A ce jour, 112 télécentres communautaires polyvalents (TCP) sont opérationnels à travers les 10 régions du Cameroun et 90 autres sont en cours de mise en service. On pourrait saluer ces chiffres. Mais quand on sait que l'objectif de départ était de doter le pays de 20 000 (TCP) en 2015, on se dit qu'il y a eu des écumes dans la réalisation et surtout, qu'il y a des choses à améliorer. Au rang des difficultés que rencontrent les TCP dans leur mise en service et leur fonctionnement, il y a des soucis liés aux infrastructures, à la gestion et même à la construction des télécentres, etc. « Notre centre fonctionne avec un groupe électrogène et nous ne pouvons pas le laisser tourner en longueur de journée. Ce qui réduit notre rendement », explique Jasmine Koda, gestionnaire du TCP de Kenzou, dans la région de l'Est.

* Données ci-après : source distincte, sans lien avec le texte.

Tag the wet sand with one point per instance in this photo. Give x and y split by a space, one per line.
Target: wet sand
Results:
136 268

L'atelier d'évaluation des TCP que Jean-Pierre Biyiti bi Essam, ministre des Postes et Télécommunications (Minpostel) a ouvert se veut donc le cadre idoine pour tous les acteurs intervenants dans la vie des télécentres communautaires, de faire un état des lieux exhaustif de ce projet lancé en 2003, mais surtout, de prendre de décisions en vue d'une réforme entière dudit projet. Pendant trois jours donc, les participants venus des dix régions vont y travailler. Et le Minpostel les a invités à poser toutes les questions qu'il faut pour un meilleur rendement de ces structures.

Pour mémoire, les TCP sont des infrastructures installées dans une zone rurale ou enclavée, offrant, à des prix abordables, des services des télécommunications et Tic (téléphone, fax, photocopie, télévision, Internet... ) et des services financiers postaux (transfert d'argent et messagerie).

Il est temps de réorienter le déploiement et l'exploitation des TCP.